FATHER SET OUT FOR LE PUY IN EARLY MARCH AND
returned to Paris a week later. He told me only that Mother had rented a cottage and begun to give free piano lessons to the neighbors. He spoke as if he were continuing a conversation with himself. “Eventually, my other paintings will rise. They will float to the surface,
as the bodies of the drowned do. But not in my lifetime. Perhaps in yours. Which explains your zeal.” His speech was unin-flected, an accusation lying flat, almost a threat:
You will outlive me.
Then, lock-jawed, “Now we must go home together.”

“Home to where?”

“To Le Puy.” Mother refused to return to Paris until the Germans and the Japanese surrendered. “I spoke with Auguste today,” Father said, not looking at me. “He was kept on in the house up until the fire.”

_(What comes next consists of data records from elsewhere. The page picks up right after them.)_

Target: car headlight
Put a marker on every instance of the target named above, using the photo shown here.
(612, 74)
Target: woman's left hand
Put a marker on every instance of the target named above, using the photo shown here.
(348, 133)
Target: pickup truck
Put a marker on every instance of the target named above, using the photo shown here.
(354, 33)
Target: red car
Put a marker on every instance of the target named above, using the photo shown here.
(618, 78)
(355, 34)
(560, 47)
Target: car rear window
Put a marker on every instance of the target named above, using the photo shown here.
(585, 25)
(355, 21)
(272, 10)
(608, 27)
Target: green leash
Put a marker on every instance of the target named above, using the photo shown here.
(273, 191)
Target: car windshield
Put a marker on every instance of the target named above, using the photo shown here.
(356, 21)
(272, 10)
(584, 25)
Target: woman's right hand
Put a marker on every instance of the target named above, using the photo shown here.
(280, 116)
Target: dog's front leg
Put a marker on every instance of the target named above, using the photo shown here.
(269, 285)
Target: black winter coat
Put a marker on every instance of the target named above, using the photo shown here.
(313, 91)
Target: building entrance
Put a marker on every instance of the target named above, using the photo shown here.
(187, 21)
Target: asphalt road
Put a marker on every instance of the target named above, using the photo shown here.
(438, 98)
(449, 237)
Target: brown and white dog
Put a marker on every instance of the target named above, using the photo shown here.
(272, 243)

“How did you find him?” I asked.

“I had a flash of brilliance.” He snapped his fingers and grew animated as if turned on by a switch. “It came to me while I was waiting in the bread line. I remembered his sister's name, and that she lived near Chartres and worked at the candle factory for the cathedral. When I rang her up, Auguste answered.” Father pulled the blanket over his feet and leaned back against the bed pillows.

“How is he?”

“We were both overcome when we realized we were speaking to each other after five years.”

“And Lucie?” I asked.

“Still in Paris. And married, for the first time. And at her age.” Lucie would have turned fifty-five or so, I imagined, though she had not seemed to change at all in the twenty years I knew her—not her jet-black hair, or her pinched face, or her fat man's laugh. “Her surname is Zbrewski or something difficult to pronounce. I have it written down.” He gestured toward the leather address book on the bedside table.

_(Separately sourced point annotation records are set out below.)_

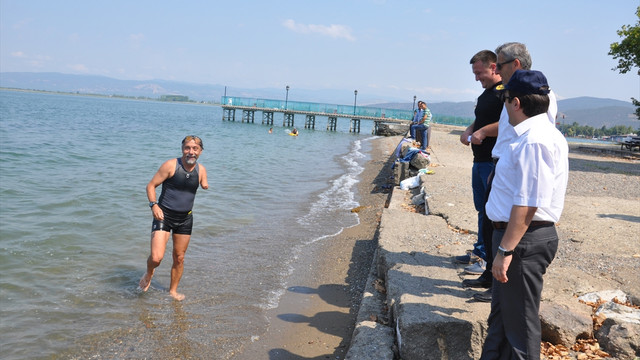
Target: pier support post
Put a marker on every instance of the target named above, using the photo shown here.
(267, 116)
(288, 119)
(332, 123)
(229, 114)
(310, 122)
(248, 115)
(355, 126)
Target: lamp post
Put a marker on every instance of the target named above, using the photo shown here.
(355, 98)
(286, 99)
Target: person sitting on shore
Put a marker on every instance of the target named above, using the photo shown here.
(422, 125)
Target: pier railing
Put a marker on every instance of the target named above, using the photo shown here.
(310, 110)
(318, 108)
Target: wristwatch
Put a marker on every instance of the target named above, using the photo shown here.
(504, 252)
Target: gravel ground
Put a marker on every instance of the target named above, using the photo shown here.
(601, 225)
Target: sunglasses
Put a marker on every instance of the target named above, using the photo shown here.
(504, 96)
(194, 138)
(499, 65)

The conversation with Auguste had mainly concerned my father's library of photographic plates. Before the war, Father used the plates to show collectors paintings he thought they might buy, as well as to keep documentation of the hundreds of works that had passed through 21, rue de La Boétie. The plates occupied seven cabinets, each three drawers tall, in a storeroom in our basement. Father would have preferred to keep them closer to his office, but Mother was afraid that the film would catch fire.

The Germans emptied the cabinets into paper sacks and labeled each with a painter's name. Then they put an announcement in the dailies that there would be a sale in two days’ time. Picasso arrived four hours before the sale was to begin, and Auguste let him into the gallery. He purchased the complete collection of his own works, and those of Georges Braque, and filled the seats of a taxicab with the paper sacks.

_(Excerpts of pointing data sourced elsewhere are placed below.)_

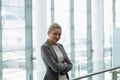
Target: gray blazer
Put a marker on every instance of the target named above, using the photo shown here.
(53, 68)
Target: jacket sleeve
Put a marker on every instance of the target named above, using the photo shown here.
(68, 63)
(50, 61)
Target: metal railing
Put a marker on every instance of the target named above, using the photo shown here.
(114, 74)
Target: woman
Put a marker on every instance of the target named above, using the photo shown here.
(54, 56)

“The plates sold for very little—each bag cost thirty francs,” my father said. “I did not ask Auguste if he considered acquiring any. Who knows? Maybe he thought it fruitless to buy only thirty or forty plates when there were hundreds. Maybe any cost was more than he could spare. Perhaps he worried that we would not return to Paris to repay him.”

“Picasso could have bought all the plates, ten times over,” I said.

“You see, Max”—Father's fist came down on the bedside table and the lamplight quivered—”this is why we do poorly when we affix ourselves to objects. They lead to longing and to speculation. This makes a man sick.” Father coughed. The curtains billowed, although the window sashes were closed.

“Like Goethe,” I said, with hollow cheer.
“Let the observer look steadfastly on a small colored object and let it be taken away after a time while his eyes remain unmoved. The spectrum of another color will then be visible on the white plane. It arises from an image which now belongs to the eye.”